The Applications of Machine Learning Techniques in Networked Systems

Soheil Jamshidi

Many large networked systems ranging from the Internet to ones deployed atop the Internet (e.g., Amazon) play critical roles in our daily lives. In these systems, individual nodes (e.g., a computer) establish a physical or virtual connection/relationship to form a networked system and exchange data. An important task in these systems is the timely and accurate detection of security or management events, e.g. a denial of service attack on campus. Machine learning (ML) models offer a promising data-driven method to learn the “signature” of these events from the past instances and use that to detect future events.
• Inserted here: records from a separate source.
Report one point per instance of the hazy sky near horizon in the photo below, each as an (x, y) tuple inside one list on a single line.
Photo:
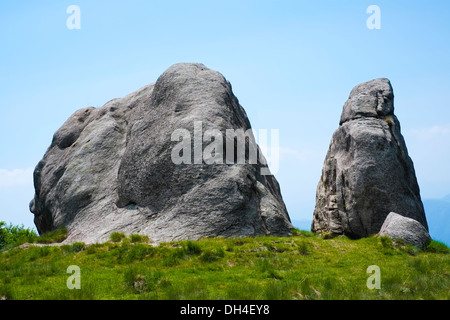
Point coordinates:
[(292, 65)]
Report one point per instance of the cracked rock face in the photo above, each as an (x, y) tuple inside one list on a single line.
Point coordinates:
[(367, 172), (110, 168)]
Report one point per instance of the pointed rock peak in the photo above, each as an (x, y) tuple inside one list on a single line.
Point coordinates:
[(372, 99), (367, 172)]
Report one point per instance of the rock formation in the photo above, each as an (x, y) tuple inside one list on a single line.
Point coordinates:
[(399, 227), (111, 168), (367, 172)]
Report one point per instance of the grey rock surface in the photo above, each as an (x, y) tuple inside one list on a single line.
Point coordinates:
[(411, 231), (367, 172), (110, 168)]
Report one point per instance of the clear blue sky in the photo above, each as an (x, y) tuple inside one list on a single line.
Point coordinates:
[(292, 65)]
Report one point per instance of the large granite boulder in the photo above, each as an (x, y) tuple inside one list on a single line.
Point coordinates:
[(367, 171), (118, 168), (411, 231)]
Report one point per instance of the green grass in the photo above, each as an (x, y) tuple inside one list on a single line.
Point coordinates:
[(304, 266)]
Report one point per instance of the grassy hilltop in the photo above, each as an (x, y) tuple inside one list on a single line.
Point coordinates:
[(304, 266)]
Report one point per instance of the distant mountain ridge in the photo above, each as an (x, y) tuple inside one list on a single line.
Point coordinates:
[(438, 216)]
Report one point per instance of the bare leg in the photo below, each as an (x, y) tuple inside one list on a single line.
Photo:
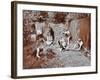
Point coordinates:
[(37, 54)]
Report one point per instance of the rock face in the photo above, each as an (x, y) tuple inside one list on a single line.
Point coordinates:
[(51, 57)]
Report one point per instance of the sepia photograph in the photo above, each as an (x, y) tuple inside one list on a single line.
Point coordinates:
[(53, 39), (56, 39)]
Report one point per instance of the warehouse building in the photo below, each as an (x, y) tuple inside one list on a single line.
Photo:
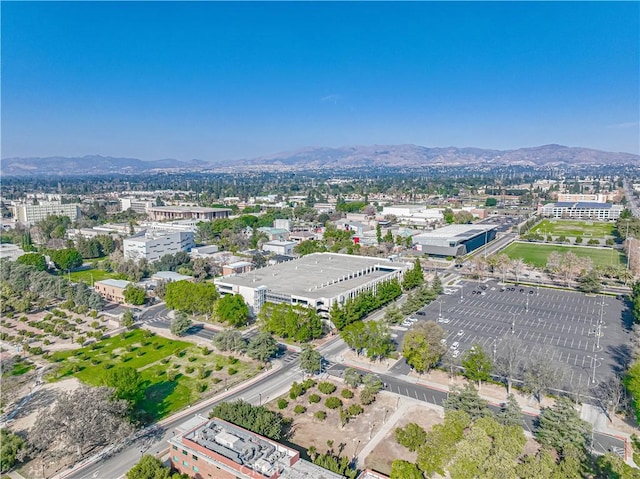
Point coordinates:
[(317, 280), (581, 210), (454, 240)]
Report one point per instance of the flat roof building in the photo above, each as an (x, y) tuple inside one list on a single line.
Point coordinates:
[(164, 213), (213, 448), (454, 240), (317, 280), (153, 246), (32, 213), (581, 210)]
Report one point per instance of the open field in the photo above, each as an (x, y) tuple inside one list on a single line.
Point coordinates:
[(536, 254), (89, 275), (586, 229), (174, 373)]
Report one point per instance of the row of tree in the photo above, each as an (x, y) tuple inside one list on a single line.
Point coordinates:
[(473, 442)]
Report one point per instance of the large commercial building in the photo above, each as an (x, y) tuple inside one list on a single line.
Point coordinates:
[(454, 240), (581, 210), (29, 214), (317, 280), (154, 245), (165, 213), (216, 449)]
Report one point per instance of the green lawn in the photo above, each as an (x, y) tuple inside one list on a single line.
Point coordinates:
[(89, 275), (536, 254), (155, 357), (586, 229)]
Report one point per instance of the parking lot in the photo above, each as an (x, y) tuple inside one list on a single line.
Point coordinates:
[(577, 330)]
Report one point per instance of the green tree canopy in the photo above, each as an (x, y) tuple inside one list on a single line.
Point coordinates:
[(134, 294), (36, 260), (66, 259), (233, 310)]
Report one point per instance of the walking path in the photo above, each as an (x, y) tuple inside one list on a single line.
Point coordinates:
[(382, 432)]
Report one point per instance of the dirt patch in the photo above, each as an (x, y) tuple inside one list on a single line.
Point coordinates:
[(39, 402), (308, 431), (388, 449)]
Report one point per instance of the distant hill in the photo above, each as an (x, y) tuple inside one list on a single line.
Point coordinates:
[(91, 165), (408, 156), (375, 156)]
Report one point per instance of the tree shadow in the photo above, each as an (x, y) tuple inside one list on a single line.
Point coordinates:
[(622, 356)]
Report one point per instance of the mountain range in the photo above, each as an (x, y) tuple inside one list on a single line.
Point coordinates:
[(321, 158)]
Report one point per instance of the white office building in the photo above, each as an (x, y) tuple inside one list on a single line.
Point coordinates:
[(29, 214), (153, 246)]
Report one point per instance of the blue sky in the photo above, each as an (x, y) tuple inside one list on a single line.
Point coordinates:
[(220, 81)]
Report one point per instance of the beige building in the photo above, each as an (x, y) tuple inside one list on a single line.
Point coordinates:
[(112, 289), (167, 213)]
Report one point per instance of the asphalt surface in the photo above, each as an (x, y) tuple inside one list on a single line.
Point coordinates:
[(577, 330), (601, 442)]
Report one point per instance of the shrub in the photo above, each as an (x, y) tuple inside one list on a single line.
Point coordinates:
[(333, 402), (326, 387), (354, 410), (296, 390), (367, 396)]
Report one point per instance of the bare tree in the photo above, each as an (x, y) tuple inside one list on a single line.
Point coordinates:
[(540, 374), (80, 421), (509, 359)]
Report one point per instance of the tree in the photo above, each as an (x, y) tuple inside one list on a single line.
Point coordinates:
[(66, 259), (560, 425), (134, 294), (233, 310), (36, 260), (230, 340), (127, 382), (540, 374), (352, 377), (310, 360), (511, 413), (422, 347), (405, 470), (412, 436), (128, 319), (477, 364), (262, 347), (468, 400), (509, 359), (80, 421), (257, 419), (192, 298), (10, 447), (180, 324)]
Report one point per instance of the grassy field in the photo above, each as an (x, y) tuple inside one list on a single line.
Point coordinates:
[(586, 229), (174, 373), (89, 275), (536, 254)]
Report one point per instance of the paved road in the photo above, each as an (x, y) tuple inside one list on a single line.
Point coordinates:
[(601, 442)]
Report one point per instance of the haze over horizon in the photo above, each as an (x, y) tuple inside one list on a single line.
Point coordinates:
[(219, 81)]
While ML models have been very successful in other domains (e.g., image processing), there are clear challenges in using them for event detection in networked systems including (i) limited availability of large scale labeled dataset, (ii) subtle and changing signature of target event, (iii) selecting and capturing proper traffic features for (re)training, (iv) “black-box” nature of ML models.
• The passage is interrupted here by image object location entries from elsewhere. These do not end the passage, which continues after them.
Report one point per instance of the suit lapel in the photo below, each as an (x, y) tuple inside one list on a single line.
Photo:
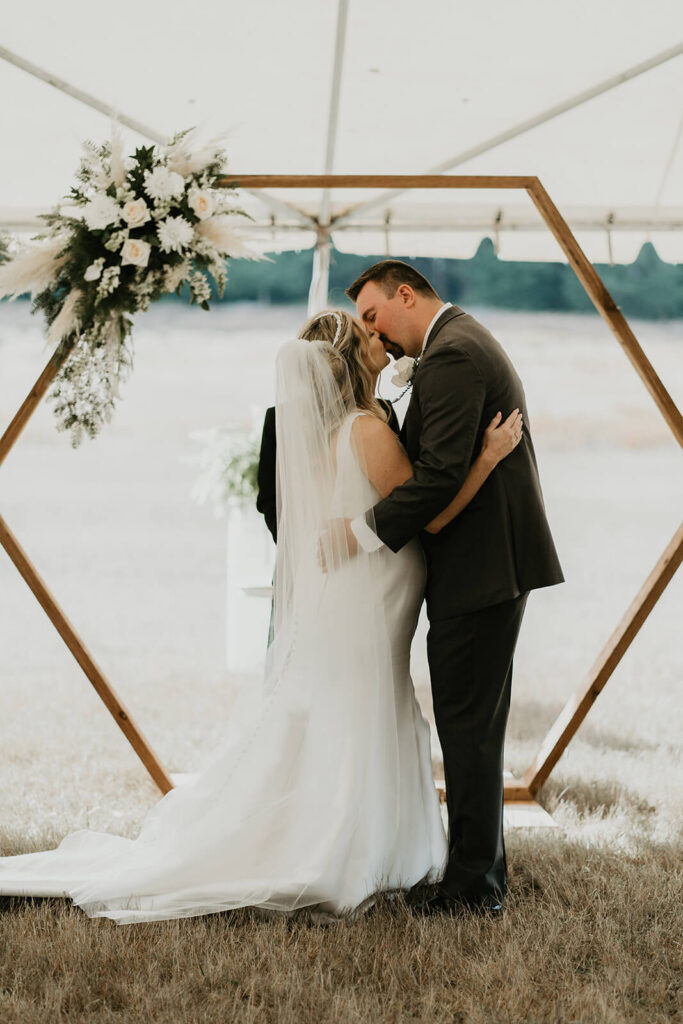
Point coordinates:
[(451, 313)]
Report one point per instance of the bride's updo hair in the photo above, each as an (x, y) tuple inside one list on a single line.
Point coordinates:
[(349, 341)]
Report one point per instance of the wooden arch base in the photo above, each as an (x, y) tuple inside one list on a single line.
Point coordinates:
[(517, 792)]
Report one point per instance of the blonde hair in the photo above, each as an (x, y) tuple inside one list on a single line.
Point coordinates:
[(348, 340)]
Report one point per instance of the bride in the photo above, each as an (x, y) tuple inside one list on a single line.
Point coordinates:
[(321, 793)]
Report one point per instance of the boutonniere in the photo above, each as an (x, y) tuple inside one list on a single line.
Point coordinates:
[(406, 369)]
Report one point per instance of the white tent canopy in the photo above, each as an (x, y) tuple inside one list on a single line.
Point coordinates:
[(587, 96)]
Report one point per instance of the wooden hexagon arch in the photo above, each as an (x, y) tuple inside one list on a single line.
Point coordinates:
[(579, 704)]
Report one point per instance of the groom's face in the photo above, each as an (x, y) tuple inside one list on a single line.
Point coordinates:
[(388, 316)]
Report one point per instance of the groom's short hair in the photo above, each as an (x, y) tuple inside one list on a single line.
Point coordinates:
[(388, 274)]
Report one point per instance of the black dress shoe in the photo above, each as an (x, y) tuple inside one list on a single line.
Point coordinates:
[(458, 907)]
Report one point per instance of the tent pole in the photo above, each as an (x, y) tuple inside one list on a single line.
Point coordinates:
[(319, 284)]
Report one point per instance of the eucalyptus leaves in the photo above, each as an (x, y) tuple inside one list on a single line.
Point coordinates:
[(131, 230)]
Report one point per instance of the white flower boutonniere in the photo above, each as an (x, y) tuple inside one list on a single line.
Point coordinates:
[(407, 369)]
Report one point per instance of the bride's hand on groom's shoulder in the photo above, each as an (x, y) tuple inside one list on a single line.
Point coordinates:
[(501, 438), (336, 544)]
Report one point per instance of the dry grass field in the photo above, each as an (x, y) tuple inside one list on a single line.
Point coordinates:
[(593, 926)]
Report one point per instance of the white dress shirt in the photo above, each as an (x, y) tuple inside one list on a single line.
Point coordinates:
[(366, 537)]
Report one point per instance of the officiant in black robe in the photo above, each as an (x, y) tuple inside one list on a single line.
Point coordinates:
[(265, 501)]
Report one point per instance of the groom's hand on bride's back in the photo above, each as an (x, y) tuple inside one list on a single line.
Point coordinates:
[(336, 544)]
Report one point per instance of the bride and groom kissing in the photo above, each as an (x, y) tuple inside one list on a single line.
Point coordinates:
[(321, 793)]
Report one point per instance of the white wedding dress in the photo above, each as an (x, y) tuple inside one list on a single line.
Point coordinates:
[(321, 793)]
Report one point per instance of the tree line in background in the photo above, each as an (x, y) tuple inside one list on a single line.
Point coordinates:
[(647, 288)]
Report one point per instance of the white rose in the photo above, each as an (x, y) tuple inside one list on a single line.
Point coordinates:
[(175, 233), (201, 202), (135, 252), (136, 213), (406, 370), (94, 271), (100, 212)]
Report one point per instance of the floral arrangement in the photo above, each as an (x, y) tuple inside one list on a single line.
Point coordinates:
[(132, 229), (228, 467)]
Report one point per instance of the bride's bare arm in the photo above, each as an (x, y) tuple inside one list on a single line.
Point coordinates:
[(387, 466)]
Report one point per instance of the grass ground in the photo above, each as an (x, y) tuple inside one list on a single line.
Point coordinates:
[(593, 926)]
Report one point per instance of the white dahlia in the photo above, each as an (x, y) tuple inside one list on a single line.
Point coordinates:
[(136, 213), (201, 202), (163, 184), (101, 211)]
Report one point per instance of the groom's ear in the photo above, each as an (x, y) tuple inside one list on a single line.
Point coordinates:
[(407, 295)]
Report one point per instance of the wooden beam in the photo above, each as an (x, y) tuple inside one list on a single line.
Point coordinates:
[(580, 702), (84, 658), (32, 400), (606, 306), (376, 181)]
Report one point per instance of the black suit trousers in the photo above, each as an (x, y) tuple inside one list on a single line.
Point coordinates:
[(470, 665)]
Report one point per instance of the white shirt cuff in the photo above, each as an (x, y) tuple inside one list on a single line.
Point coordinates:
[(368, 540)]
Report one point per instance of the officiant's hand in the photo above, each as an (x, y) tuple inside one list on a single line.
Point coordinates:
[(336, 544)]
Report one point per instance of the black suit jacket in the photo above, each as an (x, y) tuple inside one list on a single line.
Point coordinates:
[(500, 546), (265, 500)]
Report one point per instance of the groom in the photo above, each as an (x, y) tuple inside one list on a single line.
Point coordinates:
[(479, 568)]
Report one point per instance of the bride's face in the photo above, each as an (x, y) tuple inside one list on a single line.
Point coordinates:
[(374, 353)]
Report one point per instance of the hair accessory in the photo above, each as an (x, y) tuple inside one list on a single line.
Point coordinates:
[(340, 324)]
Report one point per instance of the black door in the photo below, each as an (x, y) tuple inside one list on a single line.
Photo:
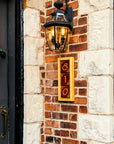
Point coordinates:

This dissertation presents three different applications of ML models for event detection based on exchanged messages in networked systems that tackle the above challenges. First, we develop an ML-based method to identify incentivized Amazon reviews. To this end, we present a heuristic-based signature to identify explicitly incentivized reviews (EIRs) and characterize related reviews, products, and reviewers. We use EIRs to train an ML model for detecting implicitly incentivized reviews. Second, we examine how casting and training strategies of unsupervised ML (and statistical) model affects their accuracy and overhead (and thus feasibility) for forecasting network data streams. In particular, we study the impact of the size, selection, and recency of the training data on accuracy and overhead. Third, we design and evaluate anomaly detection mechanisms based on an unsupervised ML-based method that takes input data streams from network traffic, end-system, and application load. Furthermore, we leverage model interpretation to identify the most important input data streams and deploy model extraction to infer the rules that represent model behavior. Overall, these three cases studies result in numerous insightful findings on a range of practical issues that arise in deploying ML models for event detection in networked systems.